Report on first 10 years of 'Vision Zero' on NYC streets

A report by Transportation Alternatives showcased the data from the first 10 years of "Vision Zero" on New York City streets. 

The analysis by Transportation Alternatives and Families for Safe Streets found that whiter and wealthier communities have safer streets than 10 years ago.

Data from Transportation Alternatives shows pedestrian fatalities fell 29% from 2014 to 2023 and traffic fatalities were 16% lower during the decade of "Vision Zero."

(Chart: Transportation Alternatives)

Ten years ago, upon its inception, the program saw 259 New Yorkers lose their lives in traffic accidents within its inaugural year. 

Fast-forward to 2023, the same grim statistic resurfaced, claiming the lives of another 259 individuals. 

Throughout the last decade, a total of 2,412 New Yorkers have succumbed to traffic-related incidents. 

Particularly alarming is the year 2023, which marked the deadliest period for bicyclists since 1999. The surge in fatalities coincides with an increasing number of New Yorkers resorting to bicycles amidst inadequate protected infrastructure.

The report said New York City had the second-fewest pedestrian fatalities in 114 years of recorded data last year, defying an alarming national trend in the other direction. 
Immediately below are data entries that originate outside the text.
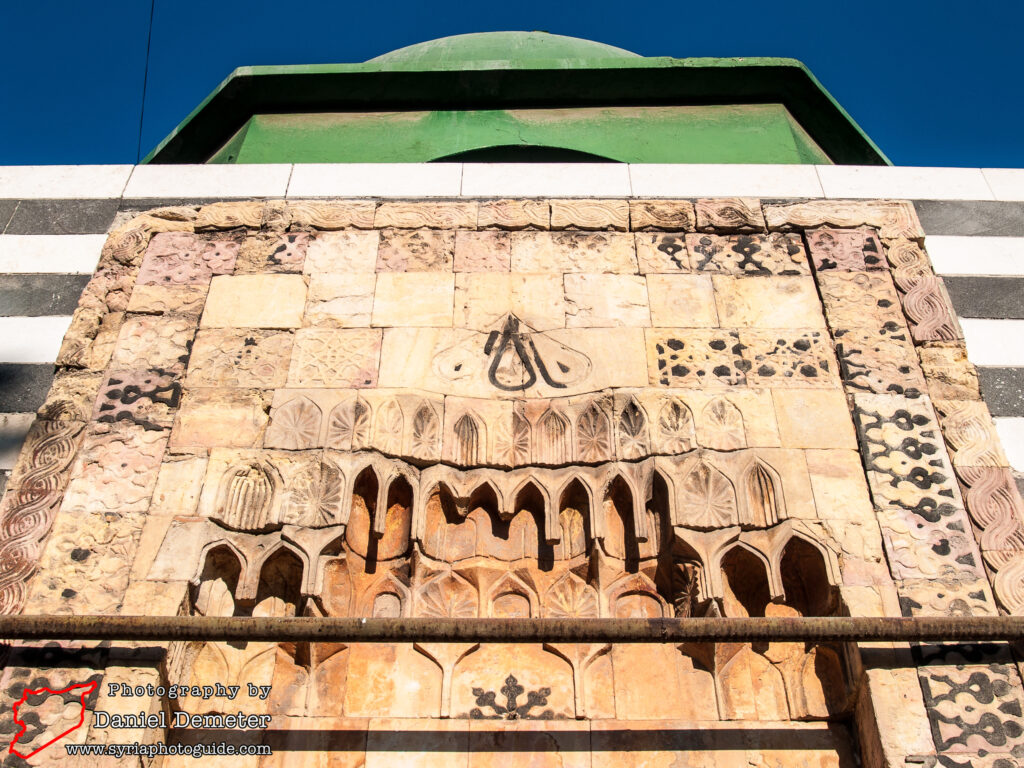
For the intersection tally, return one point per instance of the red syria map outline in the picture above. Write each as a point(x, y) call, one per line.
point(87, 689)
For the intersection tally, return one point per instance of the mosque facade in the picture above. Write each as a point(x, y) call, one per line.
point(514, 327)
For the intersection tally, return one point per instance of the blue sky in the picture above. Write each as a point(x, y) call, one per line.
point(933, 83)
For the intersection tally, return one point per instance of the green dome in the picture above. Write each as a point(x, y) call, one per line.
point(470, 51)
GrubHub delivery person on electric bike in the bicycle lane on Queens Boulevard, Queens, New York. (Photo by: Lindsey Nicholson/UCG/Universal Images Group via Getty Images)

In 2023, the NYC DOT installed a record 33 miles of new protected bike lanes and created 588,785 additional square feet of pedestrian space, surpassing one million square feet of new pedestrian space over the past two years. 
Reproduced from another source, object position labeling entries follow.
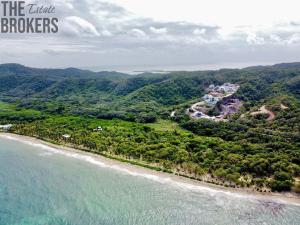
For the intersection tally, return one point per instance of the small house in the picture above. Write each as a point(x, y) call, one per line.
point(6, 127)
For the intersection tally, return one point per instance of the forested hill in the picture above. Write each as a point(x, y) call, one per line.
point(144, 117)
point(121, 93)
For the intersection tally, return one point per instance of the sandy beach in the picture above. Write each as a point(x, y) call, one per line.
point(181, 182)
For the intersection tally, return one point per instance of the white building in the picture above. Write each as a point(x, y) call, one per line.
point(5, 127)
point(209, 99)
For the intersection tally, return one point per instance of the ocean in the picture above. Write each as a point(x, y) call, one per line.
point(40, 185)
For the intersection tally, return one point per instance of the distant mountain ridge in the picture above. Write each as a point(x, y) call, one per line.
point(119, 92)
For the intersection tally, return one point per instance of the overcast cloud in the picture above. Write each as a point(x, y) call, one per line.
point(112, 35)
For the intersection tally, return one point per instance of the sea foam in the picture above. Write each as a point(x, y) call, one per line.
point(163, 180)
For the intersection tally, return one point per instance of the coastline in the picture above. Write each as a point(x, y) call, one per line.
point(152, 174)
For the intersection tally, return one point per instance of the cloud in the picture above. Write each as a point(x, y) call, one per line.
point(198, 31)
point(100, 32)
point(79, 26)
point(137, 33)
point(158, 30)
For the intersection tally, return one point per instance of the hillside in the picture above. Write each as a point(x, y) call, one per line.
point(259, 145)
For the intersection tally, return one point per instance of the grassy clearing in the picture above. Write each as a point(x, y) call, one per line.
point(167, 126)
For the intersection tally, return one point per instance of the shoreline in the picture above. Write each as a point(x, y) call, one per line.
point(152, 174)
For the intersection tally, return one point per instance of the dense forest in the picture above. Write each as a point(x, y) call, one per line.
point(134, 111)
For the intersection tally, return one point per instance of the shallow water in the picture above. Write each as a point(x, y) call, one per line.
point(39, 185)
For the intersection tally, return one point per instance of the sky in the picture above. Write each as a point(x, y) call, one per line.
point(161, 34)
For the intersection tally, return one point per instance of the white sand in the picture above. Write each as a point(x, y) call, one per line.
point(181, 182)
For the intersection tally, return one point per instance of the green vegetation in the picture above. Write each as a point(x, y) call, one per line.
point(134, 114)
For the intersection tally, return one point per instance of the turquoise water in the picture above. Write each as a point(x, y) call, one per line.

While neighborhoods of color and with lower incomes have seen an increase in traffic violence, the advocates say the "Vision Zero" program has to be fully implemented for it to be effective.

In a statement to FOX 5 NY, the DOT says they've seen the greatest decreases in pedestrian fatalities both in neighborhoods with high poverty rates and the highest level of non-white residents.
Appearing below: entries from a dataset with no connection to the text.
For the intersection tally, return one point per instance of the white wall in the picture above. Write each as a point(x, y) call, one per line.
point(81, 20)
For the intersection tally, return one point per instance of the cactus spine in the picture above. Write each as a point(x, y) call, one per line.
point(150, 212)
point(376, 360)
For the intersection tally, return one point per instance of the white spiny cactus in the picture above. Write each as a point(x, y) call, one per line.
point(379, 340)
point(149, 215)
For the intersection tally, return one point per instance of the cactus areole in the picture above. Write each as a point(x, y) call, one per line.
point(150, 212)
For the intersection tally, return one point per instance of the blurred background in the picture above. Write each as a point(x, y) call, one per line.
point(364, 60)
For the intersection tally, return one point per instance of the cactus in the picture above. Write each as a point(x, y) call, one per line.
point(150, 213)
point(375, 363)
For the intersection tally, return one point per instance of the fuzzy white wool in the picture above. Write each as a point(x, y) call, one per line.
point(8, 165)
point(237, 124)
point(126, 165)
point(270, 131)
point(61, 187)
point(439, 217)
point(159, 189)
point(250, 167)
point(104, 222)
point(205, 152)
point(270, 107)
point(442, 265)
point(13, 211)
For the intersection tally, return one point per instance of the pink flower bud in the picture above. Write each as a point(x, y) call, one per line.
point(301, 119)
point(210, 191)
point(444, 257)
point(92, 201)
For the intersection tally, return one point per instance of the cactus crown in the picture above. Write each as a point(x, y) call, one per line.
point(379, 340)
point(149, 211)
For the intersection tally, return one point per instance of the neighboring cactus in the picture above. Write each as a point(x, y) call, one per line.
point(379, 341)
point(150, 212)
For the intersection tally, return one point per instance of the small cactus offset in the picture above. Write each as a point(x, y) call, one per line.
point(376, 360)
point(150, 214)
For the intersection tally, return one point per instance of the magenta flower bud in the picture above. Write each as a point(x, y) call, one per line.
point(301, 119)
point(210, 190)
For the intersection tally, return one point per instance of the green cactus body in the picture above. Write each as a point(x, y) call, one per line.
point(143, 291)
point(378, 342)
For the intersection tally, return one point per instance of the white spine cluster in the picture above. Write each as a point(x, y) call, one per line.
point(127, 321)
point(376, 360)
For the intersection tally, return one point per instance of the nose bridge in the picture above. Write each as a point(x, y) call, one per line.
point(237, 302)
"Since the beginning of Vision Zero back in 2014, NYC DOT has worked to ensure all New Yorkers benefit from safety projects – with Safety Improvement Projects slightly more concentrated in neighborhoods of high or very high poverty than in lower-poverty areas," DOT spokesperson Anna Correa said. "Our commitment to equity influences where we prioritize our work, weighing neighborhood race and income, density, and history of past projects."